Special Issue “Renewable and Sustainable Energy Conversion Systems”

In the current quest for new energy sources, green, environmentally friendly energy has taken a preponderant role. A clean and sustainable way to meet rising energy demands is essential for the survival and development of our civilization.

However, the energy supplied by solar, wind, or fuel cells, geothermal energy or ocean waves does not fit within the parameters suitable for direct application to electrical grids. Power electronic conversion systems are required at the frontend of the grids or stand-alone consumers supplied by novel sources of energy, in order to assure stable, controllable power regardless of the variation in natural factors such as insolation, wind intensity, etc.

As the title indicates, this Special Issue covers a multitude of theoretical facets and practical applications, each paper here referring to a different subtopic, from solar cells and ocean thermal energy supplied systems, microgrids and the management of modern systems formed by environmentally friendly sources of energy, to detailed applications such as AC–AC converters and non-polluting electric vehicles.

The solution to a practical problem in photovoltaics-based applications opens this Special Issue [1]. In the classical series connection of solar cells and their accompanying storage modules, the MPPT (maximum power point tracking) fails under partial shade. The paper proposes a novel cascaded modular photovoltaic-energy storage system, in which an independent MPPT of each solar cell and a constant active power between the cell-storage module and the grid are assured in all practical conditions. By applying an energy optimization strategy in the new structure, 97% efficiency is obtained even under partial shade.

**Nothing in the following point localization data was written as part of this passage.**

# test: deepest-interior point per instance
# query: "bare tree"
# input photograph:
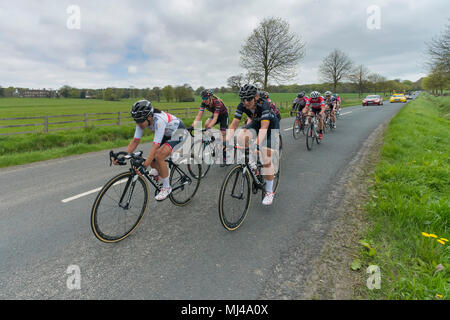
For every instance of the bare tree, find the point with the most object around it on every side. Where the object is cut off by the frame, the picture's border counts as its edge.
(272, 51)
(335, 67)
(439, 51)
(235, 82)
(360, 77)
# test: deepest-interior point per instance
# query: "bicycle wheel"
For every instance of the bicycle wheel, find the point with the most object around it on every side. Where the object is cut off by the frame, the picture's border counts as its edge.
(296, 128)
(310, 136)
(111, 219)
(234, 198)
(184, 186)
(198, 150)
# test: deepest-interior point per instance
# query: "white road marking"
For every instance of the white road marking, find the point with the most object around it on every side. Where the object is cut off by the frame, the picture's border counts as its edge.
(89, 192)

The second paper [2] brings us to another source of green energy: ocean thermals. An ocean profiler driving system powered by ocean thermal energy is proposed. For a classical underwater vehicle that can work in a very limited period of time due to its limitations in regard to stored energy, such a sustainable ocean-thermal-energy-powered electro-hydraulic control system is a key element in its activity. A rigorous design of the system and a mathematical model of the flow control lead to a reduced consumption of energy and to a better service life of the underwater platform.

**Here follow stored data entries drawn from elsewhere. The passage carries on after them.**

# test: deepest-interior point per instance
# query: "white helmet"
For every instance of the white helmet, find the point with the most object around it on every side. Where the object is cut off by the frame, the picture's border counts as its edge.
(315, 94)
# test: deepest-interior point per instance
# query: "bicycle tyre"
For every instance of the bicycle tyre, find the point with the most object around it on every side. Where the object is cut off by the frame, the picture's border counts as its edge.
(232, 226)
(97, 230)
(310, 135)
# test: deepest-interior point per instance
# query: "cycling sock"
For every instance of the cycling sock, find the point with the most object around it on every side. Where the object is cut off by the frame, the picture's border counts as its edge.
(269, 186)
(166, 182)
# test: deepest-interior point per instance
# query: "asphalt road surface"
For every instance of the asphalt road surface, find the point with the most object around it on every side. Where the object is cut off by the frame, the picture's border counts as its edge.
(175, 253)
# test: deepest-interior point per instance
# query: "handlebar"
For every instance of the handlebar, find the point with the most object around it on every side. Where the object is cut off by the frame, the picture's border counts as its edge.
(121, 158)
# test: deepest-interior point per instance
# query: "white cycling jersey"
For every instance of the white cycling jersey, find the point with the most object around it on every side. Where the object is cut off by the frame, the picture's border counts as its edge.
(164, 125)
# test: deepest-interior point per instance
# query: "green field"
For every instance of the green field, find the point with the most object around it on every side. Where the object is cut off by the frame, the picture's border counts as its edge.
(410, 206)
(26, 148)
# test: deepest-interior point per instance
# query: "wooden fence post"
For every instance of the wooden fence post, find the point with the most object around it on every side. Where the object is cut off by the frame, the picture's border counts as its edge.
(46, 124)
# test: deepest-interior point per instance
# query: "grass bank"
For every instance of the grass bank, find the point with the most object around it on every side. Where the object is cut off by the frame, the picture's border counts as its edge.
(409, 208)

A general problem related to the protection architecture of a microgrid is the subject of the third paper [3]. The purpose of this work is to design a fast and reliable digital protection scheme for both the grid-connected and islanded modes of operation. Protective modules for each region of a microgrid are proposed and implemented. A coordination algorithm is then developed. The proposed adaptive scheme includes two steps: in the first, offline step, all settings are adopted for selective and sensitive fault detection, isolation, and coordination among the proposed protective modules; in the second, online step, any change in the system is detected, and thus new settings for the proposed modules are used to adapt the settings accordingly.

In a modern power system constituted by unpredictable renewable energy sources, battery energy storage systems and variable consumers, the danger of lower reliability and increased uncertainty and variability in the generation of electricity can affect the electricity market dynamics and the power system security. A virtual aggregation environment platform is proposed in [4] for realizing an effective coordinated action of the distributed resources and the smart consumers. Without using a central mediator (aggregator), the proposed platform architecture allows consumers of any kind (residential, commercial and industrial) to work together, by sharing and combining their flexibility in a coordinated way, allowing for the selection of the winning offer.

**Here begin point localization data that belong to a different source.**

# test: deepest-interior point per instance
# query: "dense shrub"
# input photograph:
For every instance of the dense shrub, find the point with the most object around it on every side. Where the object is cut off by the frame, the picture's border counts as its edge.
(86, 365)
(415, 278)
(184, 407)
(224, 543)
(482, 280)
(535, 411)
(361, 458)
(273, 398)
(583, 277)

A detailed study of a typical component of a power electronics system is given in [5]. A new modulation strategy is proposed for a compact single-phase six-switch AC–AC converter, the structure of which necessitates large DC-link energy storage capacitors. A sophisticated mathematical analysis creates the fundamentals of the new modulation strategy. It allows a fast charging and discharging of the DC-link capacitor to the load, thus requiring a minimum energy storage. Under the same DC-link voltage ripple constraint, a lower capacitance value of the storage capacitor is thus needed. The system efficiency, power density, and output waveform quality are improved.

Finally, a subject related to the modern, increasingly utilized, environmentally clean, non-polluting electric and hybrid vehicles is discussed in [6]: an inductive power transfer procedure is used for charging the batteries of such vehicles, thus eliminating cables and connectors. The battery-charging mode in stationary parking requires the use of a relatively simple inductive power transfer method, with just the need of position adjustment for efficient transfer. However, a dynamic road-driving charging mode needs a more complicated inductive power transfer system, with smart sensors and control strategies as well as communication devices. Intelligent communication between the electrical vehicle and the infrastructure system is needed. However, driving mode charging is more advantageous and less time consuming from the point of view of the driver. The paper investigates these problems and proposes methods for the optimization of the contactless charging of the batteries of electric vehicles.

The presented Special Issue is not only non-exhaustive, but the absolute contrary is true. It is the editors’ belief that the presented papers will stimulate more research in the field and will start a chain of increasing numbers of papers in an area which is vital for the development of a clean environment.